Scout emerged from her bedroom, wild hair and bleary-eyed. ‘You kept Stan on lead, right, Jackson?’
‘I promised you, didn’t I?’
My phone vibrated. DCI Whitestone.
‘We’ve got the body of Hector Welles,’ she said. ‘They must have dumped it during the night.’
‘Where did they leave him?’
‘About one hundred metres from where we found Mahmud Irani.’
‘In Hyde Park?’
‘No. This one – if you can believe it – was found at the junction of Oxford Street, Bayswater Road and Edgware Road – on that massive traffic island right opposite Marble Arch. You know where I mean, Max?
‘Yes,’ I said. ‘Tyburn.’
DCI Whitestone and I came out of the white CSI tent, both of us sweating from the heat and the sight of the dead body of Hector Welles. She wiped her brow with the back of her hand.

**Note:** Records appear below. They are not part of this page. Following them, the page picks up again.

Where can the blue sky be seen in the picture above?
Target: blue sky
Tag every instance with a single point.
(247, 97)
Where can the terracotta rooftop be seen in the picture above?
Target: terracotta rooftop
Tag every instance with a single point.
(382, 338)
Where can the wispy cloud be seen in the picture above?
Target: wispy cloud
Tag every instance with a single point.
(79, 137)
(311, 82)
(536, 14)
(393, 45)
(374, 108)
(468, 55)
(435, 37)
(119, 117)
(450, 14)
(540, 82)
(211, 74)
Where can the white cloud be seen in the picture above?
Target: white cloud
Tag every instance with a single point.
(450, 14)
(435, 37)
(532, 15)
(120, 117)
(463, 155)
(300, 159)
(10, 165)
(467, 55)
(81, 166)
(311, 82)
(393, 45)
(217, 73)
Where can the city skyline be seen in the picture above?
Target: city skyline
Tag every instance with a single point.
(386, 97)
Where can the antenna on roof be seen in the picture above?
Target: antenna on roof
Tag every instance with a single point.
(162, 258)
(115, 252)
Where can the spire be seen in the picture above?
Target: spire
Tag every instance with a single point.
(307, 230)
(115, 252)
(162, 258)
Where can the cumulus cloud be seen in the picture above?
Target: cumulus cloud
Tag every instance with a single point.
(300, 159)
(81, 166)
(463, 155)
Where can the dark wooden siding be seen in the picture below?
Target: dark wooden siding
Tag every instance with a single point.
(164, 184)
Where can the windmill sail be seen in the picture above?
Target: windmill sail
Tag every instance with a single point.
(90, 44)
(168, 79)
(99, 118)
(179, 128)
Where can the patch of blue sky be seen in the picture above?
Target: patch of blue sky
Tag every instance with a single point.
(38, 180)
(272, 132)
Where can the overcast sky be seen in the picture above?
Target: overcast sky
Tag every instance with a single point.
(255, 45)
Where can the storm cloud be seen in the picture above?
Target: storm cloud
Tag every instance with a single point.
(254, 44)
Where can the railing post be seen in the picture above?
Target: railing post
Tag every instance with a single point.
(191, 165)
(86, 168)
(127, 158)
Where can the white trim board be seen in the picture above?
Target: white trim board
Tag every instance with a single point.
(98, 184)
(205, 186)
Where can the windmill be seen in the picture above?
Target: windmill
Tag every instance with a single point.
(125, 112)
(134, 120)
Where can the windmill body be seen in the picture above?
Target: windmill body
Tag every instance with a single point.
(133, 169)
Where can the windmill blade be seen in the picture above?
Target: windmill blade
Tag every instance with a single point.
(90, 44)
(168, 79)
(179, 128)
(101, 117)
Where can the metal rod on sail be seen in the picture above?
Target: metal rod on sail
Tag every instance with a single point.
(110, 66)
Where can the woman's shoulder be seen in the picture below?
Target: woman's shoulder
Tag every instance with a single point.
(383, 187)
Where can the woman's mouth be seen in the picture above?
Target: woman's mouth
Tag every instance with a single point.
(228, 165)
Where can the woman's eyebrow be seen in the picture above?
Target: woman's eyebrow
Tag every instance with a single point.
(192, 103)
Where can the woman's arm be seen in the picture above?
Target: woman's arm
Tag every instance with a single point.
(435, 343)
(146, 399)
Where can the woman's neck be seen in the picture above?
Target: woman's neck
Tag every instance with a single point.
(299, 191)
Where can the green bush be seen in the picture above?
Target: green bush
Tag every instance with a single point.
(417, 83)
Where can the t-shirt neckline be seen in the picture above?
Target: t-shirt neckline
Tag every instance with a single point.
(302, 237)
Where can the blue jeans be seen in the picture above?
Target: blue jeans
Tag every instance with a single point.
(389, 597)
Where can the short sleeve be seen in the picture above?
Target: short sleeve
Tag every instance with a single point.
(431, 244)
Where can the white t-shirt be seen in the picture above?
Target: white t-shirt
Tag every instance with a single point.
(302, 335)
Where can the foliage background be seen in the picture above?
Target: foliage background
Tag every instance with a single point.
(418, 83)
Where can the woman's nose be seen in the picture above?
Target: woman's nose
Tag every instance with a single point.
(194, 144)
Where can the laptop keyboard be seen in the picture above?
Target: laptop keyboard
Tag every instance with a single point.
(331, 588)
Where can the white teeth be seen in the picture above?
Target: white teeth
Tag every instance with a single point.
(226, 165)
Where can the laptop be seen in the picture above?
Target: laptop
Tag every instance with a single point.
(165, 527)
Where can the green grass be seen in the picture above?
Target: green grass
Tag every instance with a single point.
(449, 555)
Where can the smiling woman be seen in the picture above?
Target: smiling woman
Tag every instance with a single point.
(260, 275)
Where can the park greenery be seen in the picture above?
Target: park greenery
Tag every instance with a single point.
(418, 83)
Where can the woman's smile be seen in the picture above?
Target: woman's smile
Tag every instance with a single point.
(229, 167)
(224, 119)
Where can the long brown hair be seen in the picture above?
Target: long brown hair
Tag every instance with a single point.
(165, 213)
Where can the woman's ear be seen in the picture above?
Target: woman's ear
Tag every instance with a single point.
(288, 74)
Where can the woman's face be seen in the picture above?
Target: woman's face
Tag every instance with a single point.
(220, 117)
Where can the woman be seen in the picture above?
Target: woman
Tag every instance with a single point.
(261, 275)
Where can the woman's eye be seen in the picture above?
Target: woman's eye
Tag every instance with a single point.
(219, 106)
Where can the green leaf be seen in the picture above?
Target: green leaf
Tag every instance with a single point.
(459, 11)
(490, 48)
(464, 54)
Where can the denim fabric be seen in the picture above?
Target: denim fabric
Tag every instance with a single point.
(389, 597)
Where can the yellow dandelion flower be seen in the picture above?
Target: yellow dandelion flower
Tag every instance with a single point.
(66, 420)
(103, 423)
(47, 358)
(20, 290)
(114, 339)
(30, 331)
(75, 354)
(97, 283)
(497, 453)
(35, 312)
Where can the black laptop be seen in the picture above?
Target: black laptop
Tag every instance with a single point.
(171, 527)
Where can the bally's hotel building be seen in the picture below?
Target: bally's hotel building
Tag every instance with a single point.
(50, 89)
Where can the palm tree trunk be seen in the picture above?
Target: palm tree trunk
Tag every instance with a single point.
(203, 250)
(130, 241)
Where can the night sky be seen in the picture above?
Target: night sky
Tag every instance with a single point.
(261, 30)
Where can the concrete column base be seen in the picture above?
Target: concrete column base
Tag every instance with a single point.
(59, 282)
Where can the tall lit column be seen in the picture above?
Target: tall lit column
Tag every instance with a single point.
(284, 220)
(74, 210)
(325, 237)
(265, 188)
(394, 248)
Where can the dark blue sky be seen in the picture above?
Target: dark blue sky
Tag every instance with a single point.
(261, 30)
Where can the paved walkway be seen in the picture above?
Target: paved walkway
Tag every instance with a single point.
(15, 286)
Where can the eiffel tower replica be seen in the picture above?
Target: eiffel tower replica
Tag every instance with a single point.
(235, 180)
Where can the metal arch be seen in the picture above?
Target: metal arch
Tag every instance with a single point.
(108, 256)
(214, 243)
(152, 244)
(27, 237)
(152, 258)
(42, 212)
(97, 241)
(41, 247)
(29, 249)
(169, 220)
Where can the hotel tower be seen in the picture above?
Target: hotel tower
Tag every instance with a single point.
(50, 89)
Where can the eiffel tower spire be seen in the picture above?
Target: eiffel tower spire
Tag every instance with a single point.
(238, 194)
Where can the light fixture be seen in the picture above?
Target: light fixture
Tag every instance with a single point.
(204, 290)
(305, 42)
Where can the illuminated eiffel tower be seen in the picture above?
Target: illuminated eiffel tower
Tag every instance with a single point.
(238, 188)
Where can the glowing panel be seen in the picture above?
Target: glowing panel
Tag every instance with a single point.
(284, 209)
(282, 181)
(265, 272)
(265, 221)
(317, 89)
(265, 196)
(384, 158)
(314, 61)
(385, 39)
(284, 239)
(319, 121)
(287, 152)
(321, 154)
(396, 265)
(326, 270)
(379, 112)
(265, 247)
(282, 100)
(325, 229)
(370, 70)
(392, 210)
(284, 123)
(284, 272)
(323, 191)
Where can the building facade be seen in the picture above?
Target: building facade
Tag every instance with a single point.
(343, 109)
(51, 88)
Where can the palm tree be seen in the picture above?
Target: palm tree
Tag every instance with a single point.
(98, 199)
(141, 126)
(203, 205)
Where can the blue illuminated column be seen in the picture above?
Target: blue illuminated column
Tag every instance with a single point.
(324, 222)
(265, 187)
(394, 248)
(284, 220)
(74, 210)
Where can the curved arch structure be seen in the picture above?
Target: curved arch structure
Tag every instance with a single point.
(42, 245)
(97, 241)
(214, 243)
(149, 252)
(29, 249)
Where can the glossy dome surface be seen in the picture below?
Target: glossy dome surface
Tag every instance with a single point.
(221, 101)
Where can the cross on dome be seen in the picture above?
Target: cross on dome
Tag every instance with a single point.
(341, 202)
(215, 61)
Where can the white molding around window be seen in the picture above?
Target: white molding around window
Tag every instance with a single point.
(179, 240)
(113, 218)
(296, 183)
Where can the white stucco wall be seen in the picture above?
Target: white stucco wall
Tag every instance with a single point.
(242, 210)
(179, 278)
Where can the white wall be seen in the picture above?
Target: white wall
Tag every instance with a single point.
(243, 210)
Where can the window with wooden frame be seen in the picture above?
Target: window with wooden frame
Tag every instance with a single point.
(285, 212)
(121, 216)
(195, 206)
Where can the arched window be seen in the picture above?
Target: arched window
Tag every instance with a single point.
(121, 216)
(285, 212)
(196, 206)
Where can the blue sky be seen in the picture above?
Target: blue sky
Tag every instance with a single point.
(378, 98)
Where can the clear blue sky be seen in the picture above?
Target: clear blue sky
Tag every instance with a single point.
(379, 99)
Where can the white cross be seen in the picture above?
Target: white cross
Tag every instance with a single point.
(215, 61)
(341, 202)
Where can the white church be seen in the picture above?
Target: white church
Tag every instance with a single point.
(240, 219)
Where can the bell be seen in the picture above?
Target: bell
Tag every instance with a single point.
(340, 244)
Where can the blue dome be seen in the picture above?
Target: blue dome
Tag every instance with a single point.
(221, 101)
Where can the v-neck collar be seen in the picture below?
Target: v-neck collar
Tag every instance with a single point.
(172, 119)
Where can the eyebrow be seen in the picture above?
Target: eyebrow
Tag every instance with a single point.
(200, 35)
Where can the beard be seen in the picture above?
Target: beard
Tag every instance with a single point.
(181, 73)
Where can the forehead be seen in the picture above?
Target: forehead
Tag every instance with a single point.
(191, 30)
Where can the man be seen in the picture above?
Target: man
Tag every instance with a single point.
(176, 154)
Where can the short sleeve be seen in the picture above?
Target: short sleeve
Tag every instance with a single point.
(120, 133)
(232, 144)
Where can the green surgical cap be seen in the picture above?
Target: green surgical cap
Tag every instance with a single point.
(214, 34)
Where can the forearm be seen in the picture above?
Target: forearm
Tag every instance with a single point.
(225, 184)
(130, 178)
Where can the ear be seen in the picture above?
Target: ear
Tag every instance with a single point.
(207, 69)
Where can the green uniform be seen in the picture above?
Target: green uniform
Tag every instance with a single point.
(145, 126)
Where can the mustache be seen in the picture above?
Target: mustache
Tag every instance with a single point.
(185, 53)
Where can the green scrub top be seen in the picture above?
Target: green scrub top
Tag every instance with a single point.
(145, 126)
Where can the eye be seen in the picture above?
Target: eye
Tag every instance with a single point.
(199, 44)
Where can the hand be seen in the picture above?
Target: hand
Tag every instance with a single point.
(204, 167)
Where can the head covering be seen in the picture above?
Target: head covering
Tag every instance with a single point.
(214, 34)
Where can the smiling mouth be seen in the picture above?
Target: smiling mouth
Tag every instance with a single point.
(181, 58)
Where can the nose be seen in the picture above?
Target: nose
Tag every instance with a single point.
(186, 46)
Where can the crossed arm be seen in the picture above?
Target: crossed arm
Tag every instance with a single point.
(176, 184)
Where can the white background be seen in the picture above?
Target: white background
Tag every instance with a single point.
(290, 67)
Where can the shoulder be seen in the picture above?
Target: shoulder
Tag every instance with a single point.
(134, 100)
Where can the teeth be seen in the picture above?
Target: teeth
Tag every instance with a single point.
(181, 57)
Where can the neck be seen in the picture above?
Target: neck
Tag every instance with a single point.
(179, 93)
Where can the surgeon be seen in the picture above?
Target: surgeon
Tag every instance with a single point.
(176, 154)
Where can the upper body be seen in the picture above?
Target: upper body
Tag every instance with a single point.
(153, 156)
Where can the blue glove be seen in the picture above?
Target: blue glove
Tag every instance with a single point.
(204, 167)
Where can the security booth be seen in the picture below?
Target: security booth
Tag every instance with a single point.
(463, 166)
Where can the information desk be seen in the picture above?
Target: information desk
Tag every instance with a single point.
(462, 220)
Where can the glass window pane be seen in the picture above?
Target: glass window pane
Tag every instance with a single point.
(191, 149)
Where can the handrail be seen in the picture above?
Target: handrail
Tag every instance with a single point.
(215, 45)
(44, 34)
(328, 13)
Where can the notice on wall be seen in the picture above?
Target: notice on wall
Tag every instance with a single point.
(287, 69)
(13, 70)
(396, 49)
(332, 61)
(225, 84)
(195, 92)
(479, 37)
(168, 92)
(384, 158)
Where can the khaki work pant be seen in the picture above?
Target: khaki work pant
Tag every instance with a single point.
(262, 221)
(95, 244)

‘He’s a bigger mess than the first one,’ she said.
‘They secured Mahmud Irani’s hands behind his back,’ I said. ‘They didn’t get the chance to do that with Hector Welles.’
‘It looks like he tried to tear his own throat out.’
‘Yes – and he still couldn’t shift the rope around his neck. Irani never quite believed what was happening to him, but Welles knew exactly what they were going to do – he had probably seen Irani hang on YouTube – so he fought like hell. Before they had his neck in a noose, and then when he was hanging. This one fought for his life, Pat. And that’s what made all the mess in there.’
We had thrown up our perimeter around the traffic island where the body of Hector Welles had been found and it had effectively shut down central London. The POLICE: DO NOT CROSS tape stretched from Park Lane in the south to Oxford Street in the east to Edgware Road in the north to Bayswater Road in the west. The blue lights of more than twenty Rapid Response Vehicles pulsed and shone in the summer morning, brighter than the sun, and beyond them you could see four of London’s great roads, empty of traffic.
Dozens of uniformed officers patrolled the perimeter. Specialist Search Teams fanned out in every direction, fingertip-searching the area around the traffic island and beyond. Somewhere out in the endless city streets, the blare of all that paralysed traffic filled the air.
‘You sure you want to maintain this perimeter?’ I said. ‘We’ve shut down West London and the rush hour hasn’t started yet.’
‘I told you before – I can always bring the perimeter in later,’ she said. ‘But I can’t take it out later. Who found the body?’
‘Owner of one of the Lebanese supermarkets on the Edgware Road. Edie’s taking his statement now. He was coming in to work about five.’
‘But they didn’t dump him at dawn, did they?’ she said. ‘And nobody noticed a dead body in one of the busiest corners of London during the night?’
‘Maybe they thought he was drunk or stoned or another Romanian gypsy getting his beauty sleep. Probably nobody even clocked him. This traffic island’s not lit up at night. They knew what they were doing.’
We stared out across the great green expanse of Hyde Park. Just beyond the perimeter tape at Speaker’s Corner, I could see Professor Adrian Hitchens in conversation with a young uniformed police officer. The professor had a motorcycle helmet under one arm and sat astride what looked like an old 500cc Royal Enfield, its faded blue paint worn down to shiny silver and freckled with rust.